A delightful surprise and one that would have been completely ruined if we had been given prior warning at, say, Frederick Street. Why, we might have kept going along the Dunbar Link, instead of becoming completely and unnecessarily snarled up in a traffic jam as we very slowly edged round in a wide circle - eventually bringing us back to the Dunbar Link.

After this, we enjoyed a relaxing half an hour of moving along at snail's pace, occasionally attempting to transfer into the right hand lane, before finally crossing the Queen's Bridge and making our break for freedom.

The frustrating thing was that it was Sunday afternoon and yet we were stuck in traffic jams that were worse than many a weekday rush hour.

I've talked to roads enthusiast Wesley Johnston many times about what is wrong with this city and why it grinds to a halt every time there is an accident at rush hour.

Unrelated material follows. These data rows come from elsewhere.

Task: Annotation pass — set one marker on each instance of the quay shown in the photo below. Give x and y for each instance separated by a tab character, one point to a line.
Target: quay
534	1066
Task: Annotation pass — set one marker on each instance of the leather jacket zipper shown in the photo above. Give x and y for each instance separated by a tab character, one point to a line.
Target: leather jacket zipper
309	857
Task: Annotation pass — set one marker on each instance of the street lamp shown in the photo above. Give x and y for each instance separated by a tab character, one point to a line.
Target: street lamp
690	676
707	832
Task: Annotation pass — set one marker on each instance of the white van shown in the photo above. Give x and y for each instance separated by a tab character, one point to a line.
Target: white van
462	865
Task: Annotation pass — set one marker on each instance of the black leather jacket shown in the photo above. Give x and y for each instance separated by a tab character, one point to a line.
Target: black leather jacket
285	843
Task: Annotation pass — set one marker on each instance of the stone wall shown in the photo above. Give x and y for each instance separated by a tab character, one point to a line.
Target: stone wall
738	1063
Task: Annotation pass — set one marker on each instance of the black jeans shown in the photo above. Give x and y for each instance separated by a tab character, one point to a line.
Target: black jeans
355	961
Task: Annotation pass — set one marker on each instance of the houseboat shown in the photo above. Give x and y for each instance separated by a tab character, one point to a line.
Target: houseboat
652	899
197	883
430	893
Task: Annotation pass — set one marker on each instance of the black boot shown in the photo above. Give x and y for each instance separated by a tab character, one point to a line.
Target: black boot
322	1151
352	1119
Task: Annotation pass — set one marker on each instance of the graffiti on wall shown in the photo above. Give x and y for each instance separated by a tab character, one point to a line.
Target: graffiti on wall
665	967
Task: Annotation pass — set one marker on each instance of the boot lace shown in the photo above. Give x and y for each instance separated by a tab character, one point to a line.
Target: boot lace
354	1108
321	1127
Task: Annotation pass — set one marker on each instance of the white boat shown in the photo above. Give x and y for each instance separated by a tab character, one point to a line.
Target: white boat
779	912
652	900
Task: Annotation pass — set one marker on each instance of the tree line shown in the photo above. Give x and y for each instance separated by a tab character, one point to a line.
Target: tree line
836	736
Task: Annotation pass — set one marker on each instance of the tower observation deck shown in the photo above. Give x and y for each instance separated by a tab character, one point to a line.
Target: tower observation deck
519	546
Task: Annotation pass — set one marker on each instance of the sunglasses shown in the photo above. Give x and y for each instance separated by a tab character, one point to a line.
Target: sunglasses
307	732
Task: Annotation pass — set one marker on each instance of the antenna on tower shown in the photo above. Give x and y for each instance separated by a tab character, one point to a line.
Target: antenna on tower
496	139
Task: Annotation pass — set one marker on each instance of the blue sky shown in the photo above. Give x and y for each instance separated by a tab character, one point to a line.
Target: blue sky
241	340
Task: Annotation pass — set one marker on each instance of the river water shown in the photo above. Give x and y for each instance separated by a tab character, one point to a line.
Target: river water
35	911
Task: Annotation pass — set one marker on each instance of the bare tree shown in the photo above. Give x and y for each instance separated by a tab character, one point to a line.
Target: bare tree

He says the fundamental problem is that Belfast's road network runs well over capacity at rush hour.

He says TransportNI has a sophisticated traffic light control system that constantly tweaks the signals, and that improves the situation to a surprising degree - yet doesn't solve the underlying capacity problem.

One solution would be to build more roads, but this cannot be sustained without building roads so wide that it would involve demolishing large parts of the city.

Instead, the Government now focuses on the more modest goals of removing key bottlenecks, with increasing efforts to try to get people to switch to the train, the bus, the bicycle, or foot.

So I know that as car users we are contributing to the congestion and we should really be trying to use a greener method of transport. In my defence, we were collecting rolls of wallpaper, long pieces of wood and various other decorating accoutrements while wrangling a small child.

But really, should the traffic have been at a standstill, in Belfast, on a Sunday, when no-one had had an accident?

The traffic control was abysmal. We could have avoided a long, slow unnecessary circuit if the work team had just put up a few more warning signs, giving us the chance to take an alternative route earlier.

We can't have been the only Sunday afternoon shoppers fuming away in our cars and swearing we would never go back.

Oh Belfast, you just don't help yourself, do you?